Menurut Zoumas et al. (2002) dalam pengembangan pangan
darurat terdapat beberapa karakteristik kritis yang harus diperhatikan,
yaitu aman, memiliki warna, aroma, tekstur, dan penampakan yang dapat
diterima, mudah didistribusikan, mudah digunakan, dan nutrisi lengkap.
Produk pangan darurat didesain untuk memiliki kandungan energi
sebanyak 2100 kkal yang terdiri dari 35-45% lemak, 10-15% protein, dan
40- 50% karbohidrat dengan asupan energi rata-rata per harinya (>2100
kkal).
Bahan-bahan yang digunakan dalam pembuatan biskuit pangan
darurat mengacu pada DKBM (Daftar Komposisi Bahan Makanan).
Formulasi pangan darurat dirancang untuk memenuhi energi untuk satu
harinya yaitu 2100 kkal. Dengan asumsi tiga kali makan dalam satu hari,
diharapkan untuk satu kali makan kebutuhan kalori yang tercukupi ialah
700 kkal.
Berdasarkan DKBM (Daftar Komposisi Bahan Makanan) biskuit
alternatif, kandungan nutrisi setiap 100 gram biskuit mengandung
60.67% karbohidrat, 11.99% protein, 10.68% lemak dengan total kalori
sebesar 476.78 kkal. Takaran saji biskuit alternatif merujuk pada takaran
saji produk pangan darurat, yaitu nilai AKG memenuhi total kalori 2100
kkal. Satu kemasan biskuit alternatif ini memiliki takaran saji 150
gram/kemasan dengan jumlah sajian per kemasan yaitu 10 keping
biskuit. Untuk memenuhi kebutuhan energi harian manusia sebesar 2100
kkal, maka dianjurkan untuk mengkonsumsi 3 kemasan biskuit alternatif
per 150 gram agar dapat memenuhi kebutuhan 714 kkal / 150 gram sekali
makan satu kemasan biskuit.
BAB IV
KESIMPULAN
Berdasarkan praktkum pembuatan banana snack bar, torsang snack bar dan
biscuit dapat disimpulkan bahwa pada pembuatan banana snack bar dapat
dikonsumsi selama 15 hari sampai bantuan pangan datang dan telah memenuhi
persyaratan pangan darurat (EFP/Emergency Food Product) yaitu nilai sumbangan
proteinnya telah memenuhi 10-15%, lemak 40-50%, dan karbohidrat 35-45%.

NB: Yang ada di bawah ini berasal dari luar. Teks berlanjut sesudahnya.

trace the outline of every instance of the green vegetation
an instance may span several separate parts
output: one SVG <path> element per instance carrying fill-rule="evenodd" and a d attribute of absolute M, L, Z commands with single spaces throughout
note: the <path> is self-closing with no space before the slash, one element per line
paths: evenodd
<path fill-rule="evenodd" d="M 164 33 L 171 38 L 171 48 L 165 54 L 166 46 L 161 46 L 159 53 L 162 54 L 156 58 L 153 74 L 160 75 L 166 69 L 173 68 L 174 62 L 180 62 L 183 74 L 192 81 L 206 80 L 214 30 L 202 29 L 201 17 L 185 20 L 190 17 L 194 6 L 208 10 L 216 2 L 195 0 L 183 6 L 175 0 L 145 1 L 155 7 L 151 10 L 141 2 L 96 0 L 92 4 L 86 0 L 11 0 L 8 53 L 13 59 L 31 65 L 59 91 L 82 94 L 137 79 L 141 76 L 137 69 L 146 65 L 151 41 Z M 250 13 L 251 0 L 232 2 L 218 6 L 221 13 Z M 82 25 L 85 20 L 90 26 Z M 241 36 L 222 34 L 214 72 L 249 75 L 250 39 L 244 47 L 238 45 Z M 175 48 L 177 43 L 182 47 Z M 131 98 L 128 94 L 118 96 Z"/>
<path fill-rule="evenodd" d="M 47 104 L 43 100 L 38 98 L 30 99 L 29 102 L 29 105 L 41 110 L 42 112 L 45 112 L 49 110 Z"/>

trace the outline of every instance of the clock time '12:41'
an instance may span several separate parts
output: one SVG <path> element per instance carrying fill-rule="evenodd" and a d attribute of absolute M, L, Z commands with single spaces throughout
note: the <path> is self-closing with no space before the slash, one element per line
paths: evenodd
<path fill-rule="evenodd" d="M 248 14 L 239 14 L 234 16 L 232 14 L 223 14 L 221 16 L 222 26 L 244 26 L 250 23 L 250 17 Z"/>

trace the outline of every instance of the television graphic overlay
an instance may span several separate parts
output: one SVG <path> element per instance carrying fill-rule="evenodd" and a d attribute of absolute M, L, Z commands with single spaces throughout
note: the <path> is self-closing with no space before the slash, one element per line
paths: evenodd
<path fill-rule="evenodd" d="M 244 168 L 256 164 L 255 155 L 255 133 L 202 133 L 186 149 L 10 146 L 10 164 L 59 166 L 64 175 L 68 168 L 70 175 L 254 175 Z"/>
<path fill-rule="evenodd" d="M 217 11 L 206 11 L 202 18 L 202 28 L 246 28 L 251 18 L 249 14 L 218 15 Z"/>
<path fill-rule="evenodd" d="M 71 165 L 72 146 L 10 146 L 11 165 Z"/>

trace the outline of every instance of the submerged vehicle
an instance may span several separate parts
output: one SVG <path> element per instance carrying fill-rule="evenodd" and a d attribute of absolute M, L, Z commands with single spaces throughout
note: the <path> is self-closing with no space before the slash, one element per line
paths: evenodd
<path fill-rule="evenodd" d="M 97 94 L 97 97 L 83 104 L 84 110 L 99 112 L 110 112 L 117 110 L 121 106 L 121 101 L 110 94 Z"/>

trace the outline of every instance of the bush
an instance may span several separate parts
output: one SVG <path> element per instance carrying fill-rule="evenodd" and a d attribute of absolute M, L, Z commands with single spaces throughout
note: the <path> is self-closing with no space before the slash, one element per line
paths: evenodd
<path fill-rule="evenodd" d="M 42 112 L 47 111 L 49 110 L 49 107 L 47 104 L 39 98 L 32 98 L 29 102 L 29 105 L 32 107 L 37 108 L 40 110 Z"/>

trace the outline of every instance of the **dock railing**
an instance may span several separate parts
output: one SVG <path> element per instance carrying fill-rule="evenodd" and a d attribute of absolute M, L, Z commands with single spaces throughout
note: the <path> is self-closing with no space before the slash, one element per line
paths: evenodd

Banana snack bar dalam 22 gram didapatkan total jumlah markronutrien pada
lemak sebesar 41.21%, protein sebesar 10.22%, dan karbohidrat 48.57%,
sedangkan total inulin dalam banana snack bar sebesar 9.18 gram / 100 gram,
dengan total kkal banana snack bar 22 gram yaitu sebesar 111.60 kkal. Sedangkan
untuk torsang snack bar dapat disimpulkan mengandung zat gizi mikro seperti
magnesium, zat besi, zink, kalsium, α-tokoferol, dan β-karoten, minyak atsiri antara
lain fenol, karvakrol, isopropil okresol dan sineol serta zat bioaktif, seperti
flavonoid dan glikosida. Daun torbangun memiliki manfaat yang cukup banyak,
salah satunya adalah mengurangi keluhan PMS pada remaja putri. Dan untuk
biskuit dapat menjadi pangan alternatif, kandungan nutrisi setiap 100 gram biskuit
mengandung 60.67% karbohidrat, 11.99% protein, 10.68% lemak dengan total
kalori sebesar 476.78 kkal. Takaran saji biskuit alternatif merujuk pada takaran saji
produk pangan darurat, yaitu nilai AKG memenuhi total kalori 2100 kkal.